From the horse’s mouth
Product Sheet (PDF)
HP have now cottoned on to the NFC “touch-to-print” model that Brother was involved along with the Wi-Fi Direct “own-access-point” printing model to allow people with mobile devices to print from their own devices without using the business’s main network.
But this is not about junking a perfectly-good printer that is still giving sterling service for your organisation. Instead it is in the form of a black box that connects to recent-issue compatible HP business printers, some of which I have reviewed here such as the Colour LaserJet Pro CM1415fnw multifunction printer, Colour LaserJet 400 Series printer, the LaserJet M1536dnf multifunction printer and the OfficeJet 150 mobile printer.

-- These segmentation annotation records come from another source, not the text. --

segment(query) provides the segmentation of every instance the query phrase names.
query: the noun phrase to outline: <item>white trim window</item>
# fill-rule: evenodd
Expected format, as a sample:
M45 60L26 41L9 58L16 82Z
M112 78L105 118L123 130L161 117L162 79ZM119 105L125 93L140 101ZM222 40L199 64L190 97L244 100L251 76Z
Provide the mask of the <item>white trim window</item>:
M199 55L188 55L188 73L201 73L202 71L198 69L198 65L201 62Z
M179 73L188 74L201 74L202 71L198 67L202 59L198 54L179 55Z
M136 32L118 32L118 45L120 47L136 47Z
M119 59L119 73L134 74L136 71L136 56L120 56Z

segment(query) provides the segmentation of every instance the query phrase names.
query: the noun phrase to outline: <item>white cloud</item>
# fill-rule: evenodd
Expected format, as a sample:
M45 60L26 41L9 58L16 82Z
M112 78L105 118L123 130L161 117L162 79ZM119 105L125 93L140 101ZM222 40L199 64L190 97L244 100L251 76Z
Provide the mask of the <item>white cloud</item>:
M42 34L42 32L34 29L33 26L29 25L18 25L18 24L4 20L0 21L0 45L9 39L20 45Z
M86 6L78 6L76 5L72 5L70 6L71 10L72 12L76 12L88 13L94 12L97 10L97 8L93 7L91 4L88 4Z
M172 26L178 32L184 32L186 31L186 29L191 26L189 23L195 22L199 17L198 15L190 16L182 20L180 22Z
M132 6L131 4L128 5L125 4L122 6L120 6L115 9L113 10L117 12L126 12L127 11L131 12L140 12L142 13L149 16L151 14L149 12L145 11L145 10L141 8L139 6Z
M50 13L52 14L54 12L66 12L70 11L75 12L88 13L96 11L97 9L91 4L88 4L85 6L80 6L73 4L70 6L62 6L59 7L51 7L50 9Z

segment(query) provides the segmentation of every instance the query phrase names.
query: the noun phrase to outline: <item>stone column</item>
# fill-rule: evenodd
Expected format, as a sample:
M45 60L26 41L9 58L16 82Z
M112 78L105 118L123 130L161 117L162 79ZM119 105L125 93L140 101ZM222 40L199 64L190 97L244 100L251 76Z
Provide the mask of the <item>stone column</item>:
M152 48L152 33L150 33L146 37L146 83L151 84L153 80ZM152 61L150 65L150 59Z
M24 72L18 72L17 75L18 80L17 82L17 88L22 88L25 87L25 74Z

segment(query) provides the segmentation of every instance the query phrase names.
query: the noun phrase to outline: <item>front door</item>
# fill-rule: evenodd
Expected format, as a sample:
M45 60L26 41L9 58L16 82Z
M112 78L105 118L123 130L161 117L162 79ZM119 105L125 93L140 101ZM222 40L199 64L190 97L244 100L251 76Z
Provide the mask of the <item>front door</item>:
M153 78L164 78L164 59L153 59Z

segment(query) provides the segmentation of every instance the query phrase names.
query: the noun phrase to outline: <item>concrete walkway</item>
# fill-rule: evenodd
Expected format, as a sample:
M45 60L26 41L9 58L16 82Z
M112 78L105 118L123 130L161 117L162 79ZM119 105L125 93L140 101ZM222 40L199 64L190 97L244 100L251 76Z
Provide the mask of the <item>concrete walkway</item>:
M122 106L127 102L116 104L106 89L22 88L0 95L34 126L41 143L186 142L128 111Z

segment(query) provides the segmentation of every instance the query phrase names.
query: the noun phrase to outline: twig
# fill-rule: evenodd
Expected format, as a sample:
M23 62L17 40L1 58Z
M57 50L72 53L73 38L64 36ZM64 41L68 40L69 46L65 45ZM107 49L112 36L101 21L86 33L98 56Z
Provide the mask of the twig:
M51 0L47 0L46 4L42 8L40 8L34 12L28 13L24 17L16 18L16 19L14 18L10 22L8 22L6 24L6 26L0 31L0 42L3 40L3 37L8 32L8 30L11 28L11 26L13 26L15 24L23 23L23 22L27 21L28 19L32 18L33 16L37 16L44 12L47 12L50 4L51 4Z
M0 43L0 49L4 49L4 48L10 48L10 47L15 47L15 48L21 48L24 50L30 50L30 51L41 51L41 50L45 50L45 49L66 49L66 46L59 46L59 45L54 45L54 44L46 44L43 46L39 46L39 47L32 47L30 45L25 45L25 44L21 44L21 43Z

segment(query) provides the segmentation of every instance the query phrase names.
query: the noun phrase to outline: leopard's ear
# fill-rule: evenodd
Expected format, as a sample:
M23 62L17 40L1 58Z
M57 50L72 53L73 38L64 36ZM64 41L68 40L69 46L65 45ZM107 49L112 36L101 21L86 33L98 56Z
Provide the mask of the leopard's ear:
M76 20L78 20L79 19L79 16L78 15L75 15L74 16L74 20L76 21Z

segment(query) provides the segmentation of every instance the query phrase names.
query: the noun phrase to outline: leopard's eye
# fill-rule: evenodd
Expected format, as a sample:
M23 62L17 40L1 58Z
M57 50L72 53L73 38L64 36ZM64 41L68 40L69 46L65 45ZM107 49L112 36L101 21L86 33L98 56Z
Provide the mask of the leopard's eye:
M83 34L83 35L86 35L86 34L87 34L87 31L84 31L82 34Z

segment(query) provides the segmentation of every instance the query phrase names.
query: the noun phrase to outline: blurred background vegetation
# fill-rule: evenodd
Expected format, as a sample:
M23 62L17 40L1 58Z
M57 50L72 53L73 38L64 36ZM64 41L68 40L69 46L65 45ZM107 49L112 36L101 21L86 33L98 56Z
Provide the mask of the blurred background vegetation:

This device is in the form of a black box that connects to the printer’s USB port, has NFC “touch-and-go” print for Android and Windows 8, as well as the Wi-Fi Direct / own-access-point functionality which works with HP ePrint and with Apple’s AirPrint systems. HP’s larger “workhorse” printers and multifunctions have a similar option but this is in the form of a module that is installed in the existing printer on site. The device, known as the 1200w Mobile Printing Accessory is to be normally offered for USD$50 / EUR€36 but initially offered for USD$40/ EUR€29.
The idea would be that if you aren’t keen on having clients or business partners marauding on your business network when they need hard copy from their mobile device, you have them use the separate printing network for their quick-run printing needs.
As for the OfficeJet 150, this accessory would allow one to create a “back-of-the-van” mobile office around their smartphone or tablet especially if the effort is to do away with the regular computing environment on the road. It is because the iOS and Android platforms with the HP-supplied or platform-native printing apps are intended to work with a Wi-Fi wireless network segment rather than the Bluetooth or USB connections this printer natively supports.
This is more about adding extra functionality to an existing device through the installation of an add-on module rather than replacing the existing device. It is a practice that is common to anyone who owns a hi-fi system or a TV, where they buy and connect extra equipment like CD players, tape decks, video recorders and DVD / Blu-Ray payers to add extra functionality to their existing systems. This avoids the need to do away with perfectly-good equipment to gain the extra functionality and, in some cases such as the video recorder, has added a lot more functionality like increased tuner capacity, stereo TV sound or remote control abilities.
This concept of offering the add-on devices can be seen as a way of effectively extending the life of most devices that are expected to put in a long service life and keeping their relevance to current needs and should never be tossed aside by device vendors.